Андрей долго молчал.

— Значит, — он медленно, с трудом приподнялся на локте, — то, что ты сказал ребятам после завтрака, было неправдой?

— Почему неправдой? Хотя, если уж быть честным до конца, пожалуй, так. С другой стороны, «Обь» еще не ушла, Андрей, она уходит. Значит, есть шанс.

— Надеешься на чудо?

— Хочу надеяться.

— Врешь, — спокойно сказал Андрей, — не надеешься ты на него. Ты прекрасно знаешь, что, если поиск прекращается, шансов больше нет. Почему ты не сказал людям правду?

— Это было выше моих сил… Неужели ты не понимаешь? Ты же сидел за столом, слышал… Им трудно было перенести такой удар сразу. Я решил подождать, тем более что теоретически шанс все-таки есть… Ты меня осуждаешь?

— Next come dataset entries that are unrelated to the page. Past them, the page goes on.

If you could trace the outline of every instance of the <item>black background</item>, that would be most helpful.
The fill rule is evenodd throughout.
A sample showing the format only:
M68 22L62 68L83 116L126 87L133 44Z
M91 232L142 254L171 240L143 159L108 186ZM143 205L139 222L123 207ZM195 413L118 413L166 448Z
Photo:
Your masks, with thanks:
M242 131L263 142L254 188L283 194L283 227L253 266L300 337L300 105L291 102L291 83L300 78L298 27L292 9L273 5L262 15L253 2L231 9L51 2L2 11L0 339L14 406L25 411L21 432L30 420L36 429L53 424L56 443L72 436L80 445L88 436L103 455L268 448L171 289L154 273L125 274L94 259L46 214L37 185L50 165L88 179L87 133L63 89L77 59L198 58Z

— Я, Сергей, никого не осуждаю. Я тебя жалею.

— Почему?

— Не доверяешь ты людям. Ты, наверное, подсознательно считаешь всех нас этакими детьми, а себя — отцом. Суровым, мудрым, обремененным ответственностью за несмышленышей. И ты один знаешь, что они хотят, что могут, чего не могут. Тебе одному дано знать, что для них полезно и от чего их надо уберечь. Один ты. И ты ни на секунду не сомневаешься в своей мудрости. Раз ты начальник, ты мудр.

— Андрей, я…

— А ты послушай, послушай. Я ведь не только твой вечный зам, не только старше тебя и не только твой друг. — Андрей невесело усмехнулся. — Знаешь, в моей болезни есть даже преимущества. Пока здоров, можно не торопиться с правдой. Сегодня некогда, завтра неудобно, послезавтра некстати. Ничего, полежит правда-матушка, товар, слава богу, не скоропортящийся… А я, брат, откладывать больше не могу, у меня, может, как говорил Веня, дни сосчитанные…

— Да послушай же ты…

— Помолчи. Раз уж начал, скажу тебе все. Какую-то в последнее время я стал замечать в тебе сухость, начальственность какую-то, черт ее подери. Поддакивания с охотой принимаешь, сам знаешь, кого имею в виду, все авторитет свой блюдешь, как старая дева невинность. Мода, что ли, пошла такая, чуть человек на ступеньку приподнялся, лишний раз не улыбнется, не пошутит. Чисто атланты кругом — будто земной шар на загривках держат! Кто тебе дал право утаивать от ребят правду? У тебя что, монополия на правду?

— Еще один, последний сеанс связи, и тогда скажу.

— Не обижай ребят. — Андрей надолго замолчал. — Значит, остаемся… Ну, что ж, выходит, не удастся…

— Что, Андрей?

— Что, что…

— Ты сегодня отлично выглядишь, дружище!

— Не надо, Сережа, мне эти словесные инъекции ни к чему. Сколько смогу — протяну, стыдно тебе за меня не будет. Немножко, правда, обидно, что рановато, но я не боюсь. Оглядываясь назад, мне краснеть не за что, совесть, у меня чиста. Кривыми путями не ходил, ближнему ножки и не подставлял, семью любил. И незачем сожалеть и печалиться. Помнишь, как ты сам год назад готовился уходить? Так и я, пожалуй, был бы счастлив, если бы это случилось со мной не дома, а здесь, на берегу, который и мне довелось обживать. Да и сохранюсь во льду, до самого страшного суда свежезамороженным. Сам ведь говорил, — Андрей усмехнулся, — что лучшей усыпальницы полярнику придумаешь… А теперь, Сережа, дай мне отдохнуть, я и в самом деле малость устал.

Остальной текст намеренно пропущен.